# Is there an easier way to find this limit rigorously?

1. Sep 12, 2015

### FaroukYasser

1. The problem statement, all variables and given/known data
Show that $\lim _{ n\rightarrow \infty }{ \left( \frac { \sqrt { n+c } +d }{ \sqrt [ 3 ]{ { n }^{ 2 }+an+b } } \right) } =0,\quad n>-c$

2. Relevant equations
Sandwich theorem

3. The attempt at a solution

Ok, So I know my method is extremely long, I'm just wandering if 1) It is correct and 2)If there is any better way than this.

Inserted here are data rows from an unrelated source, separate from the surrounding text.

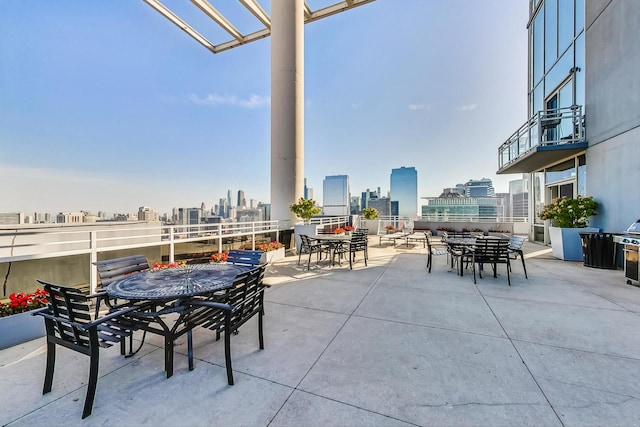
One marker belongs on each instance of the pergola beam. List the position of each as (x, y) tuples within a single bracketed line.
[(255, 9)]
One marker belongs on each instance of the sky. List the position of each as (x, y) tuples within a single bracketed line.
[(108, 106)]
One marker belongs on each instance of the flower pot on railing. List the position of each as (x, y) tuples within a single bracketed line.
[(272, 256)]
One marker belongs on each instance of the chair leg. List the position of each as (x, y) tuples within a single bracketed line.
[(524, 267), (168, 356), (93, 382), (190, 349), (51, 363), (260, 333), (227, 348), (473, 267)]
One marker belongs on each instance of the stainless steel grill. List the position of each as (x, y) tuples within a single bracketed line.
[(631, 242)]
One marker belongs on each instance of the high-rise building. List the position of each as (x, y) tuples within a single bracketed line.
[(382, 205), (70, 217), (519, 198), (335, 195), (404, 190), (354, 205), (242, 202), (583, 127)]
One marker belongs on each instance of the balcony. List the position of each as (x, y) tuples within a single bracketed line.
[(387, 344), (547, 137)]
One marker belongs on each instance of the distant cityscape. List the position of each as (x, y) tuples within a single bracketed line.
[(476, 198)]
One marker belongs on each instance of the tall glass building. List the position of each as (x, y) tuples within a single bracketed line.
[(404, 190), (583, 131), (335, 195)]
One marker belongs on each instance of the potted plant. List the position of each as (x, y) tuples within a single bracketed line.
[(569, 217), (273, 251), (219, 257), (304, 209), (370, 213), (17, 325), (370, 221)]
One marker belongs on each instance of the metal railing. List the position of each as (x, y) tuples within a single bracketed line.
[(37, 242), (551, 127)]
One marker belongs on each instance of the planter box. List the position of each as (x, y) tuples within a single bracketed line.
[(566, 243), (272, 256), (19, 328), (298, 229)]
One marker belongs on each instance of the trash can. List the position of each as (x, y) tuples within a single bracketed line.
[(599, 250)]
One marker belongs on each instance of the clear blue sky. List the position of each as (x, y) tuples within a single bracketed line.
[(106, 105)]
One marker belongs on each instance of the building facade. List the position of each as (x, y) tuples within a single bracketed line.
[(335, 195), (404, 190), (469, 209), (584, 61)]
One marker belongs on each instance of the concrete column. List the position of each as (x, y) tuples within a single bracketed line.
[(287, 106)]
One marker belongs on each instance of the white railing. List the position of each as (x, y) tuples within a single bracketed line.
[(33, 242), (545, 128)]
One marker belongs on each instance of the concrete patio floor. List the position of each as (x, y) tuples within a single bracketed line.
[(383, 345)]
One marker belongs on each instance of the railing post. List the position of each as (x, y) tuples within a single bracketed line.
[(253, 236), (93, 257), (171, 244)]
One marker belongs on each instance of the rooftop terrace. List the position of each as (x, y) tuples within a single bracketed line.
[(387, 344)]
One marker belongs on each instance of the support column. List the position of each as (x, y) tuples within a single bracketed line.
[(287, 106)]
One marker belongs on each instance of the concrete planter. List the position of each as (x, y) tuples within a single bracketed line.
[(272, 256), (566, 243), (19, 328)]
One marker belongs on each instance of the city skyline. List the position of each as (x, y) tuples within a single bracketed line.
[(107, 106)]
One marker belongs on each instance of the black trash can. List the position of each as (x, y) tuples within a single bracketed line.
[(599, 250)]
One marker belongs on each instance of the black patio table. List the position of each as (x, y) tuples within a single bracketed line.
[(334, 241), (170, 290), (174, 283)]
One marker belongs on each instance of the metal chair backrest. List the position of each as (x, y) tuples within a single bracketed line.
[(244, 257), (515, 243), (491, 251), (111, 270)]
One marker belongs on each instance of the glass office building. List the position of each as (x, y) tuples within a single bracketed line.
[(584, 58), (335, 195), (404, 190)]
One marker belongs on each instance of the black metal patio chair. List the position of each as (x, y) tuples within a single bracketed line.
[(68, 323), (515, 251), (492, 252), (243, 301), (311, 246), (358, 243)]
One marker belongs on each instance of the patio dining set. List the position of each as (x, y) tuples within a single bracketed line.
[(465, 250), (168, 302), (335, 246)]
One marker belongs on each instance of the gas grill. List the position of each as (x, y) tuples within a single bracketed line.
[(631, 242)]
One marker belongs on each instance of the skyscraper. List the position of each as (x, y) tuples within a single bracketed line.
[(479, 188), (335, 195), (242, 202), (404, 190)]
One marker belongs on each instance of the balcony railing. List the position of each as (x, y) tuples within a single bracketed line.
[(545, 128)]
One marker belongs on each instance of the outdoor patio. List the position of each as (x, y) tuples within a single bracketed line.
[(387, 344)]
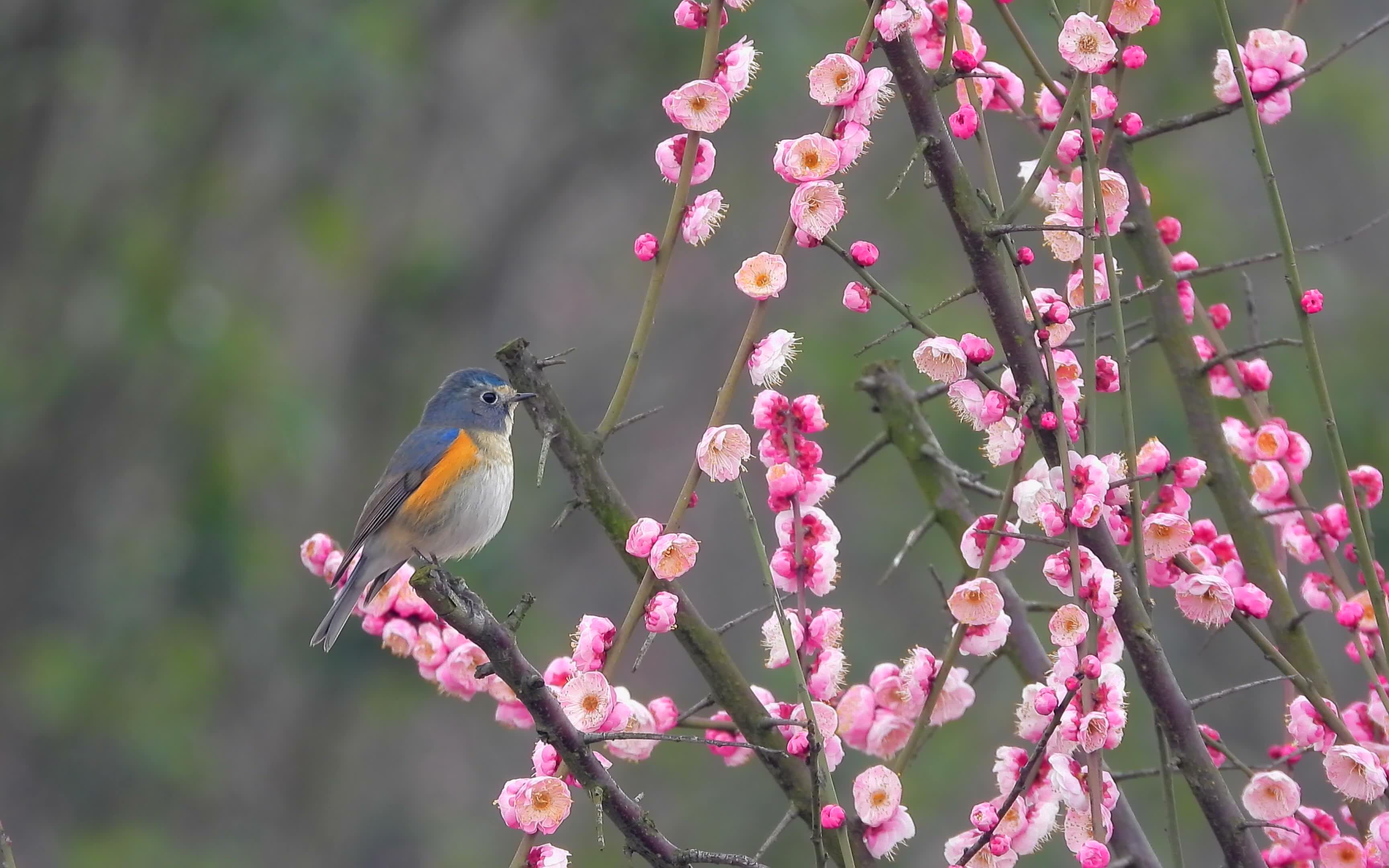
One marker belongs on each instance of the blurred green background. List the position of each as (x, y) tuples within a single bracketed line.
[(245, 240)]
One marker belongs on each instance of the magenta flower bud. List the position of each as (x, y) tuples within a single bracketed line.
[(1170, 229), (1254, 602), (1134, 57), (831, 817), (975, 349), (984, 816), (853, 43), (646, 246), (642, 536), (858, 298), (965, 123), (1091, 666), (1349, 616), (865, 253), (660, 612), (1094, 855), (1220, 316), (1106, 374), (965, 61), (1256, 374)]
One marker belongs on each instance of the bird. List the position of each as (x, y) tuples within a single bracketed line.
[(444, 495)]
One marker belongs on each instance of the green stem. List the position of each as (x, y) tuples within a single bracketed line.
[(1295, 288), (725, 392), (819, 742), (1174, 835), (663, 256), (1045, 160)]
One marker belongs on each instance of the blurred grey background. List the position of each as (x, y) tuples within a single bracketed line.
[(244, 241)]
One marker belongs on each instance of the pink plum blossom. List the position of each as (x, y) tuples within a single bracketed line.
[(699, 106)]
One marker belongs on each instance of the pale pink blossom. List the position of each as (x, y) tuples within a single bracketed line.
[(1085, 43), (941, 359), (642, 536), (702, 217), (884, 838), (762, 277), (809, 158), (852, 139), (588, 700), (977, 538), (837, 80), (816, 207), (1166, 535), (548, 856), (1005, 444), (1355, 773), (1131, 16), (1307, 728), (673, 556), (1342, 852), (877, 795), (699, 106), (1205, 599), (735, 67), (975, 602), (1069, 625), (776, 642), (770, 360), (1065, 246), (591, 642), (873, 98), (1271, 796), (660, 612), (670, 153), (535, 805), (985, 639), (723, 450)]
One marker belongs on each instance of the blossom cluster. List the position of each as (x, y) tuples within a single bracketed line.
[(1270, 59)]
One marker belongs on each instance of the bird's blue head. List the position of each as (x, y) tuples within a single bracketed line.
[(474, 399)]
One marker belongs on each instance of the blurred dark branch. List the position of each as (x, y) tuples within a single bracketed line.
[(1278, 255), (1224, 109), (465, 612), (988, 264), (580, 454)]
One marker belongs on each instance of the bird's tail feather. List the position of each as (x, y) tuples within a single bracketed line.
[(370, 574)]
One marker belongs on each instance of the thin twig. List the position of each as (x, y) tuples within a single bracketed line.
[(1212, 698), (1277, 255), (916, 534), (664, 737), (777, 831), (752, 614), (1219, 112)]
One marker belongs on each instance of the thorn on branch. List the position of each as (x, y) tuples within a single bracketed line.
[(637, 418), (555, 360)]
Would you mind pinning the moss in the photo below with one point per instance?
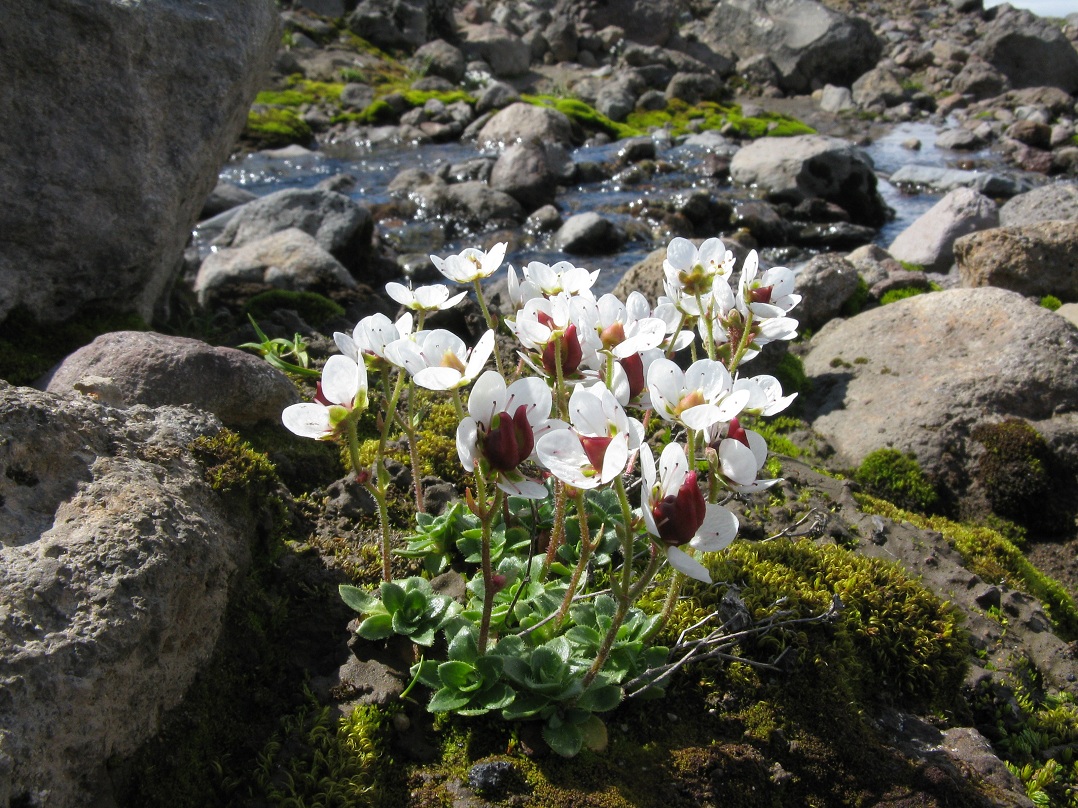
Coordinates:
(897, 477)
(993, 557)
(585, 115)
(1023, 479)
(272, 127)
(311, 306)
(29, 349)
(1051, 303)
(855, 304)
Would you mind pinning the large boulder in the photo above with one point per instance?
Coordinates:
(1030, 51)
(126, 367)
(118, 117)
(525, 121)
(115, 565)
(1036, 260)
(1058, 200)
(921, 374)
(810, 44)
(929, 240)
(809, 166)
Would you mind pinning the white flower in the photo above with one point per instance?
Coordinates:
(698, 398)
(676, 513)
(769, 295)
(439, 359)
(501, 428)
(434, 297)
(471, 264)
(597, 447)
(342, 389)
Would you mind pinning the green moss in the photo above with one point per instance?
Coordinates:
(314, 308)
(272, 127)
(897, 477)
(1051, 303)
(29, 349)
(993, 557)
(1022, 478)
(585, 115)
(855, 304)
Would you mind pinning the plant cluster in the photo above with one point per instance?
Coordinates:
(555, 547)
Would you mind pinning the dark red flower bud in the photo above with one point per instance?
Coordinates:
(634, 372)
(679, 516)
(509, 441)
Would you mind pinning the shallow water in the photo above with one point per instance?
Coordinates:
(373, 169)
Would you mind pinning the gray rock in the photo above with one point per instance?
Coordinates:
(116, 559)
(879, 87)
(929, 240)
(118, 117)
(825, 284)
(340, 225)
(288, 259)
(520, 121)
(835, 99)
(155, 370)
(438, 57)
(524, 172)
(588, 234)
(1035, 260)
(502, 50)
(792, 169)
(949, 179)
(810, 44)
(1010, 41)
(1058, 200)
(918, 374)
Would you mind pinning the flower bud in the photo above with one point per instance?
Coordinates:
(679, 516)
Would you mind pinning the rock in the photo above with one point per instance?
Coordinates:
(809, 44)
(879, 87)
(224, 196)
(155, 370)
(441, 58)
(918, 374)
(503, 51)
(835, 99)
(825, 284)
(929, 240)
(948, 179)
(116, 559)
(288, 259)
(118, 117)
(529, 172)
(588, 234)
(400, 24)
(341, 226)
(1011, 39)
(1035, 260)
(792, 169)
(520, 121)
(1053, 201)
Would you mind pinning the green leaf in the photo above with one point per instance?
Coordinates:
(376, 627)
(357, 599)
(458, 676)
(392, 596)
(565, 739)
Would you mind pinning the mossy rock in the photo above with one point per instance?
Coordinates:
(1023, 479)
(898, 478)
(29, 349)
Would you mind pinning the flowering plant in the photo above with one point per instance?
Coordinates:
(555, 548)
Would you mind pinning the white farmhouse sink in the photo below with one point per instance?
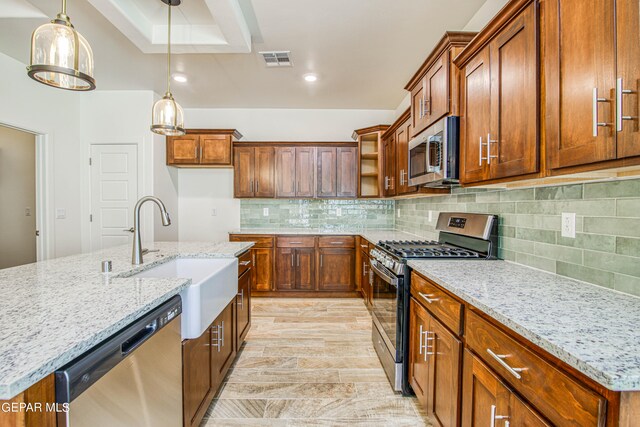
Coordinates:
(214, 285)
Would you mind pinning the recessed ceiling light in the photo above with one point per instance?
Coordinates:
(310, 78)
(180, 78)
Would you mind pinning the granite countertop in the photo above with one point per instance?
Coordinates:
(593, 329)
(53, 311)
(372, 235)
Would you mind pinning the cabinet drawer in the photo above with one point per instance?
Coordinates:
(337, 242)
(296, 242)
(261, 241)
(438, 302)
(554, 394)
(244, 263)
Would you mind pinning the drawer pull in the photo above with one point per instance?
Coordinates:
(495, 417)
(428, 298)
(500, 359)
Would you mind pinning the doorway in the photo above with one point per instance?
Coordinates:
(114, 192)
(18, 195)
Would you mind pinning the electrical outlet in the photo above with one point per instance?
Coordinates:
(569, 225)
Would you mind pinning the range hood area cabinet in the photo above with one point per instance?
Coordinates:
(203, 148)
(295, 170)
(499, 94)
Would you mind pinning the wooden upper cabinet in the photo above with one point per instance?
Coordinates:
(628, 77)
(433, 87)
(305, 176)
(389, 144)
(499, 135)
(475, 111)
(326, 172)
(346, 172)
(264, 173)
(514, 94)
(183, 150)
(202, 148)
(243, 174)
(580, 81)
(286, 167)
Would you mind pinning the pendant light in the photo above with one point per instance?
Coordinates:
(167, 116)
(60, 56)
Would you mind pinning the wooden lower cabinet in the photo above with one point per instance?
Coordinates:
(488, 402)
(336, 269)
(434, 366)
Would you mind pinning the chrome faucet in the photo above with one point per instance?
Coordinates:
(136, 258)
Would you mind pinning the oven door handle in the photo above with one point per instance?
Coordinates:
(393, 281)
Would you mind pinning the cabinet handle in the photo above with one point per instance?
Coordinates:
(495, 417)
(428, 298)
(489, 142)
(241, 295)
(500, 359)
(596, 123)
(619, 113)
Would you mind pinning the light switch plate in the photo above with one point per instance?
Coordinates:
(569, 225)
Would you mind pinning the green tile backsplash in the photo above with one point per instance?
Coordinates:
(314, 213)
(606, 250)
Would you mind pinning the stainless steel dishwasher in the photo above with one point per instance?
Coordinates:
(134, 378)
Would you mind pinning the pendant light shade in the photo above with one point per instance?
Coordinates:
(60, 56)
(167, 117)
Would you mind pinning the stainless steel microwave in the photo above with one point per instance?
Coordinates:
(434, 155)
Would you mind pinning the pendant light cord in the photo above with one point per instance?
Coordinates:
(168, 52)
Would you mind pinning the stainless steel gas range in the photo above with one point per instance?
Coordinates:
(461, 236)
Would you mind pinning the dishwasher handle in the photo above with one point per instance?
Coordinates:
(80, 374)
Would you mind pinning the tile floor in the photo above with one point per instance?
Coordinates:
(310, 362)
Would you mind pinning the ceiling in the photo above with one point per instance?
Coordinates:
(363, 51)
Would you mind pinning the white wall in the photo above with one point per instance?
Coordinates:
(18, 193)
(202, 190)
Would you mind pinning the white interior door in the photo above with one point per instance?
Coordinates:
(114, 192)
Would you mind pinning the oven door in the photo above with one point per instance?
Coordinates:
(387, 298)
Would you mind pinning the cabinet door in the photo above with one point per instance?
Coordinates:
(444, 375)
(305, 172)
(628, 40)
(285, 269)
(262, 271)
(475, 118)
(305, 269)
(196, 372)
(243, 302)
(514, 95)
(286, 172)
(264, 172)
(336, 269)
(579, 57)
(389, 145)
(326, 166)
(215, 150)
(183, 150)
(437, 89)
(419, 117)
(223, 332)
(402, 157)
(418, 355)
(484, 396)
(347, 172)
(523, 415)
(243, 163)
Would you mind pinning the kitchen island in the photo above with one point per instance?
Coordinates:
(53, 311)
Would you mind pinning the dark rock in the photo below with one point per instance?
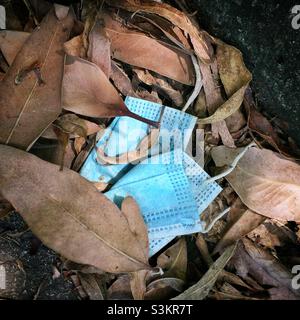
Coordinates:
(263, 31)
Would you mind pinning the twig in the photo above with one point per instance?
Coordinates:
(31, 13)
(218, 216)
(198, 84)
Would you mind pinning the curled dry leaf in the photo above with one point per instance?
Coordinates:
(86, 127)
(227, 108)
(137, 49)
(30, 93)
(214, 100)
(14, 279)
(262, 126)
(244, 223)
(91, 284)
(99, 48)
(11, 43)
(87, 91)
(174, 260)
(120, 289)
(138, 284)
(201, 289)
(70, 216)
(160, 84)
(61, 11)
(175, 16)
(140, 153)
(78, 144)
(75, 47)
(235, 78)
(136, 223)
(163, 289)
(250, 259)
(5, 207)
(121, 80)
(233, 72)
(266, 183)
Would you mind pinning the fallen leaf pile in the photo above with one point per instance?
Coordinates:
(64, 75)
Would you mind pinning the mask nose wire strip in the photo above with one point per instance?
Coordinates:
(231, 167)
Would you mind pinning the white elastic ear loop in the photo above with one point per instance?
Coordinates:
(232, 166)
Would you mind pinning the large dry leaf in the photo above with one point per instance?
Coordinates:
(175, 16)
(30, 93)
(120, 289)
(201, 289)
(214, 100)
(160, 84)
(121, 80)
(174, 260)
(262, 126)
(87, 91)
(233, 72)
(138, 284)
(266, 183)
(235, 78)
(75, 47)
(71, 125)
(99, 48)
(139, 50)
(69, 215)
(11, 42)
(91, 284)
(136, 222)
(250, 259)
(241, 226)
(163, 289)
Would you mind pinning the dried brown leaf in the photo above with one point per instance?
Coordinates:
(175, 16)
(201, 289)
(120, 289)
(244, 223)
(75, 47)
(91, 285)
(69, 215)
(30, 93)
(99, 48)
(138, 284)
(87, 91)
(149, 53)
(174, 260)
(11, 43)
(266, 183)
(163, 289)
(160, 84)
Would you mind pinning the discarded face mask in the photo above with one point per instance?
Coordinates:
(125, 134)
(170, 191)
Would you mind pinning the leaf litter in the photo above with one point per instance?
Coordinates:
(60, 84)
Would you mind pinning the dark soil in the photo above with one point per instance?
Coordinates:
(37, 261)
(263, 31)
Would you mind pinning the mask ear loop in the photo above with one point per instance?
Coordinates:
(231, 166)
(222, 175)
(140, 153)
(218, 217)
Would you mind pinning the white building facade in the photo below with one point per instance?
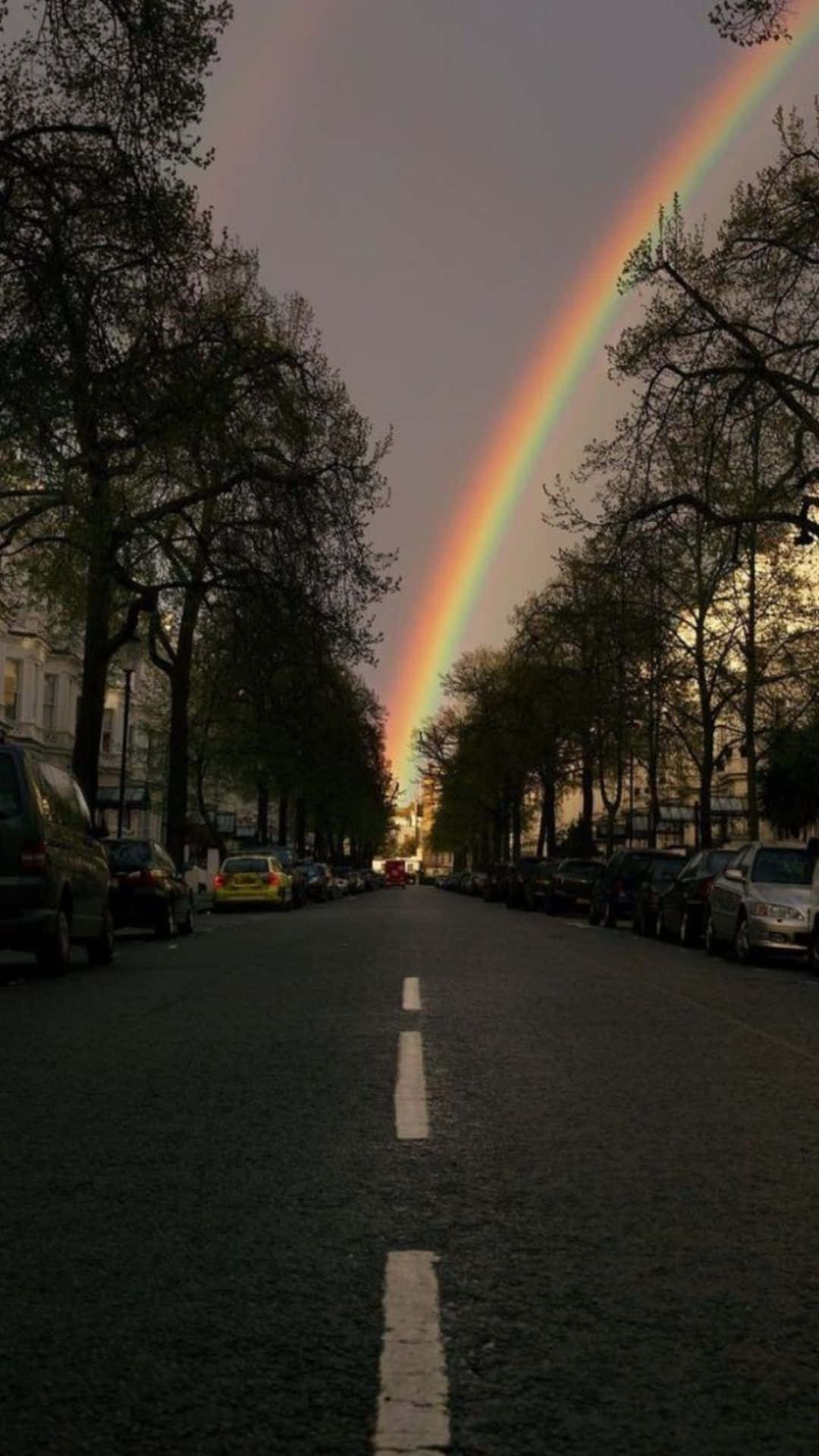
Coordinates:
(41, 688)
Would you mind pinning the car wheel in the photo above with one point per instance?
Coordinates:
(101, 949)
(167, 922)
(814, 949)
(55, 949)
(742, 946)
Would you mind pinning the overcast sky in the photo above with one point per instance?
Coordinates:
(430, 175)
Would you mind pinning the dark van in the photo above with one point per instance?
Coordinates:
(55, 878)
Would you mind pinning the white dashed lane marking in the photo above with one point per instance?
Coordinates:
(413, 1416)
(411, 1119)
(411, 998)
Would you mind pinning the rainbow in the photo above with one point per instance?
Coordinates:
(550, 379)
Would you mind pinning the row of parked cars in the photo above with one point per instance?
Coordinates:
(63, 883)
(752, 899)
(278, 878)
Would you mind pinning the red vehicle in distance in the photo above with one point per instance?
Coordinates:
(395, 873)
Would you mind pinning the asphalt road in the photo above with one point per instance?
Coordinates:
(202, 1183)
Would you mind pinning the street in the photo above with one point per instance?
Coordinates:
(206, 1177)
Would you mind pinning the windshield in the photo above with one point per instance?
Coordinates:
(783, 867)
(9, 788)
(246, 864)
(129, 854)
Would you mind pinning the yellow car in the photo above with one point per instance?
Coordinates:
(253, 880)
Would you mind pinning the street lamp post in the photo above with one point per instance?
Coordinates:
(129, 667)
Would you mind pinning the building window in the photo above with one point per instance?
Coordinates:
(50, 702)
(108, 730)
(12, 689)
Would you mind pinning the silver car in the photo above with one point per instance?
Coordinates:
(760, 903)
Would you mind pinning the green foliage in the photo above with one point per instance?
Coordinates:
(790, 778)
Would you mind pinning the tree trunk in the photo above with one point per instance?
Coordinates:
(588, 799)
(262, 808)
(96, 654)
(178, 740)
(283, 816)
(749, 726)
(516, 826)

$If\quad n>\frac { -b }{ a } And\quad n>{ d }^{ 2 }-c\\ \Longrightarrow \quad 0\quad <\quad \frac { \sqrt { n+c } +d }{ \sqrt [ 3 ]{ { n }^{ 2 }+an+b } } \le \frac { \sqrt { n+c } +\left| d \right| }{ \sqrt [ 3 ]{ { n }^{ 2 }+an+b } } \quad <\quad \frac { \sqrt { n+c } +\left| d \right| }{ \sqrt { { n }^{ 2 }+an+b } } <\frac { \sqrt { n+c } +\left| d \right| }{ \sqrt { { n }^{ 2 } } } =\frac { \sqrt { n+c } +\left| d \right| }{ n } \\ \\ <\quad \frac { \sqrt { n+c } +\left| d \right| \sqrt { n+c } }{ n } =\frac { (1+\left| d \right| )(\sqrt { n+c } ) }{ n } <\frac { (1+\left| d \right| )(\sqrt { n+n } ) }{ n } ,\quad for\quad n>\left| c \right| =\frac { \sqrt { 2 } (1+\left| d \right| ) }{ \sqrt { n } } \\ \therefore \quad for\quad n>max\left\{ \frac { -b }{ a } ,\left| c \right| ,{ d }^{ 2 }-c \right\} \quad \Longrightarrow \quad 0\quad <\quad \frac { \sqrt { n+c } +d }{ \sqrt [ 3 ]{ { n }^{ 2 }+an+b } } \quad <\quad \frac { \sqrt { 2 } (1+\left| d \right| ) }{ \sqrt { n } } \\ \because \quad \lim _{ n\rightarrow \infty }{ \left( \frac { \sqrt { 2 } (1+\left| d \right| ) }{ \sqrt { n } } \right) } =0\quad Then\quad by\quad the\quad sandwitch\quad theorem\quad \lim _{ n\rightarrow \infty }{ \left( \frac { \sqrt { n+c } +d }{ \sqrt [ 3 ]{ { n }^{ 2 }+an+b } } \right) } =0$

2. Sep 12, 2015

### Staff: Mentor

Divide both numerator and denominator by the same right power of n, and you can take easy limits everywhere.

3. Sep 12, 2015

### FaroukYasser

Thanks. I was wandering though, is my method ok or does it have any flaw in the logic? I am just trying to exercise with the sandwich theorem so I just wanna make sure the steps are moving logically. And dividing the numerator and denominator by n^(2/3) would do the trick right?

4. Sep 12, 2015

### Staff: Mentor

Yes.
That step does not work, you increase the denominator (in general), so you reduce the fraction when going from the left to the right:
$$\frac { \sqrt { n+c } +\left| d \right| }{ \sqrt [ 3 ]{ { n }^{ 2 }+an+b } } \quad <\quad \frac { \sqrt { n+c } +\left| d \right| }{ \sqrt { { n }^{ 2 }+an+b } }$$
There is a long way, but it is complicated.

5. Sep 12, 2015

### Ray Vickson

There is an easier way: write the numerator as
$$\text{numerator} = \sqrt{n+c} + d = \sqrt{n} \left( \left(1 + \frac{c}{n} \right)^{1/2} + \frac{d}{\sqrt{n}} \right)$$
and the denominator as
$$\text{denominator} = \sqrt[3]{n^2 + an + b} = n^{2/3} \left( 1 + \frac{a}{n} + \frac{b}{n^2} \right)^{1/3}$$
If you really insist on using the sandwich theorem you could start by finding simple upper and lower bounds on $(1 + x)^{1/2}$ and $(1+x)^{1/3}$ for small $|x|$. However, avoiding the sandwich theorem altogether seems much simpler.

6. Sep 12, 2015

### FaroukYasser

Thanks a lot!